# How to Round Off Numbers in R Language

The R language is capable of performing from easy to advanced numerical calculations. Although R can compute any computation up to 16 digits accurately, a user may not always want to use (or get) that too many digits in his final results or computations. In such cases, one can use a couple of functions to round off numbers in R Language. To round off a number to two or more digits after the decimal point, one can use the round() function as follows:

### Round off Numbers in R Language

round(123.456,digits = 2)

##
123.46

One can also use the round() function to round off numbers to multiples of 10, 100, and so on. For that purpose, one just needs to add a negative number as the digits argument: For example

round(-123.456,digits = -2)

##
-100

### Significant Digits in R Language

If someone needs to specify the number of significant digits to be retained, regardless of the size of the number, you use the signif() function instead:

signif(-123.456,digits = 4)
##
-123.5

signif(-123.456, digits=3)
##
-123

signif(-123.456, digits=2)
##
-120

Both round() and signif() round off the numbers to the nearest possible number. So, if the first digit that is dropped is smaller than 5, the number is rounded down. If the number is bigger than 5, the number is rounded up. On the other hand, if the first digit that is dropped is exactly 5, R Language uses a rule that is common in programming languages: Always round to the nearest even number. For example, round(1.5) and round(2.5) both return 2, Similarly, for example, round(-4.5) returns -4.
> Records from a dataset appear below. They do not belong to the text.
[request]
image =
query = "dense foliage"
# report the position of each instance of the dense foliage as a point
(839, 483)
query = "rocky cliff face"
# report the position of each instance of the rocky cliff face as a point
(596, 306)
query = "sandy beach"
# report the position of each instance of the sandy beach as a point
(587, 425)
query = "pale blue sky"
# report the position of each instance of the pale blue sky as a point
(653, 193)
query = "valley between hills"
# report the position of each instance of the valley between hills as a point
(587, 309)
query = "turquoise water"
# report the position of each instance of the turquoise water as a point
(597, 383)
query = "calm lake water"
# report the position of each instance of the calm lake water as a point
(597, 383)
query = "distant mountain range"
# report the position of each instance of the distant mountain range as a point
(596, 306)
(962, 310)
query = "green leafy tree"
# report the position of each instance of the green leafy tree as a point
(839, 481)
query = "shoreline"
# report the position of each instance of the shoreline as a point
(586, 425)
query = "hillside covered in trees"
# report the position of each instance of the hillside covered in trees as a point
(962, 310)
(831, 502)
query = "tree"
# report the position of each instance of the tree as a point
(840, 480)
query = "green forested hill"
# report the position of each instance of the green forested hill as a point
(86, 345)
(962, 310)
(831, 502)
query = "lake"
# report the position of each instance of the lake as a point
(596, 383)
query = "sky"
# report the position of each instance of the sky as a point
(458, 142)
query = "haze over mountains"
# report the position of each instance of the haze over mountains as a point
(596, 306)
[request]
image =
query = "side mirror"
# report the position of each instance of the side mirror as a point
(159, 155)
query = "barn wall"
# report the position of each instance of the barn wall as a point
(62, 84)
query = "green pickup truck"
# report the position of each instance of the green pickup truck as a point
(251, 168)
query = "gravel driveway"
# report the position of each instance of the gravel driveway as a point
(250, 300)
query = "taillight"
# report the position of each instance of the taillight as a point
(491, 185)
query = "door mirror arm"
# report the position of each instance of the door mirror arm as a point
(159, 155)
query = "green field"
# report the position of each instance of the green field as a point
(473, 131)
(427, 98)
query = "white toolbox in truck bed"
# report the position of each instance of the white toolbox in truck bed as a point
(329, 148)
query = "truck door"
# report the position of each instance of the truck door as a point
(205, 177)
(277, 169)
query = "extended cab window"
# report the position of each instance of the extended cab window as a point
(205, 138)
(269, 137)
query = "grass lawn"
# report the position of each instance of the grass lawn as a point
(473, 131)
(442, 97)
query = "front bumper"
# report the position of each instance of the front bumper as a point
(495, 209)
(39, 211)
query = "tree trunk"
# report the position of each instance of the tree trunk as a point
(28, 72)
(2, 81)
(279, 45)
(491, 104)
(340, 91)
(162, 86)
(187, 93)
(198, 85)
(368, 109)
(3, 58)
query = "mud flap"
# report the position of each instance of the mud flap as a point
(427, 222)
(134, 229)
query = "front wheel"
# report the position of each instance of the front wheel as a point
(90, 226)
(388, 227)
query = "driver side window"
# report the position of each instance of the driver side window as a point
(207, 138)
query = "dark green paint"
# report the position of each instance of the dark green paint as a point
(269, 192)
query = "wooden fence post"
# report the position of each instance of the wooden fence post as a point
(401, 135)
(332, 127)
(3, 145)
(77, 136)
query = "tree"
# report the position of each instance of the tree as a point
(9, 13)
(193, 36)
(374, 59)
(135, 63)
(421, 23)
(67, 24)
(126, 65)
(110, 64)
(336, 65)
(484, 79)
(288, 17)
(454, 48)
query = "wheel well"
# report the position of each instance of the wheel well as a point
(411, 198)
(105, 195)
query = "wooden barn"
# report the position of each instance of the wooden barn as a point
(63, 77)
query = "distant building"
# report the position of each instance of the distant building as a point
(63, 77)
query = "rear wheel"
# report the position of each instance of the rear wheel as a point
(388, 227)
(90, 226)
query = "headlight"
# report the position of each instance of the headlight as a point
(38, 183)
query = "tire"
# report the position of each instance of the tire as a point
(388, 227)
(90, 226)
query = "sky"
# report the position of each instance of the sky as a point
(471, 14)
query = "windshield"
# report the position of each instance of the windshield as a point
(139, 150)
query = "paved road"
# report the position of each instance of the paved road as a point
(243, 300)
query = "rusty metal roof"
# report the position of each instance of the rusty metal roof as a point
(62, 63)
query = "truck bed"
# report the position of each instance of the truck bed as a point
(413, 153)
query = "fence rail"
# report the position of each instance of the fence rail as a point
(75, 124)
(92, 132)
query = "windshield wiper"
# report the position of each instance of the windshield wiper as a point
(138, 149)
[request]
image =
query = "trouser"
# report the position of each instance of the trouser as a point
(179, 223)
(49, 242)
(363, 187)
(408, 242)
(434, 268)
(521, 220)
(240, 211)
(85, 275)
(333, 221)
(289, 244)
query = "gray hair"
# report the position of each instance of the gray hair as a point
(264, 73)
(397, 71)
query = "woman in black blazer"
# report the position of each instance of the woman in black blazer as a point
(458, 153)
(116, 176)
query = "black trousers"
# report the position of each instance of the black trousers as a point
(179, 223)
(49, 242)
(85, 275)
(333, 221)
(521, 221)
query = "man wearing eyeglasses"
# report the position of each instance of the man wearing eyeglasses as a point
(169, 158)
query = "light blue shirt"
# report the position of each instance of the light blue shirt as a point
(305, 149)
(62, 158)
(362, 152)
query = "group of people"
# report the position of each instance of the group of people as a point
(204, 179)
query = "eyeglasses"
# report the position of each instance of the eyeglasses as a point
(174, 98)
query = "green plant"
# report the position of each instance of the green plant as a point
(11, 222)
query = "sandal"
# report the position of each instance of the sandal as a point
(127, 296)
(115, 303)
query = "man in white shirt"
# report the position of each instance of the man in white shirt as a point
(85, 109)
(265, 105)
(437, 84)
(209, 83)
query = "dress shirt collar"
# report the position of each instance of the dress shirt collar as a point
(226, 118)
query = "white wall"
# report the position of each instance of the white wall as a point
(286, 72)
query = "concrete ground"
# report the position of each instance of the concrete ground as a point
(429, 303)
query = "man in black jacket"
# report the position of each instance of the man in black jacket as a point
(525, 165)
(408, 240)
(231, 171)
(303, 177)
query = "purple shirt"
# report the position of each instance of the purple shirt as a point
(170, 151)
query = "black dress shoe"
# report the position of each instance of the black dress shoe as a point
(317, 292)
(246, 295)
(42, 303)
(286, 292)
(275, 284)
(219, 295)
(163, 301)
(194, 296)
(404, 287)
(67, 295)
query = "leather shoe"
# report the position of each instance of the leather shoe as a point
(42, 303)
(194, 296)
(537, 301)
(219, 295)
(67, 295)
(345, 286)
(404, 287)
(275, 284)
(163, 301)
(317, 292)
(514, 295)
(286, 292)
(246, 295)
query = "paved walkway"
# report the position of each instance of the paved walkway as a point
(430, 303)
### Rounding off Numbers floor(), ceiling(), and trunc() Functions

Contrary to round(), three other functions always round off the numbers in the same direction:

floor(x) rounds to the nearest integer that is smaller than $x$. So, floor(123.45) becomes 123 and floor(-123.45) becomes –124.

ceiling(x) rounds to the nearest integer that’s larger than $x$. This means ceiling(123.45) becomes 124 and ceiling(-123.45) becomes –123.

trunc(x) rounds to the nearest integer in the direction of 0. So, trunc(123.65) becomes 123 and trunc(-123.65) becomes –123.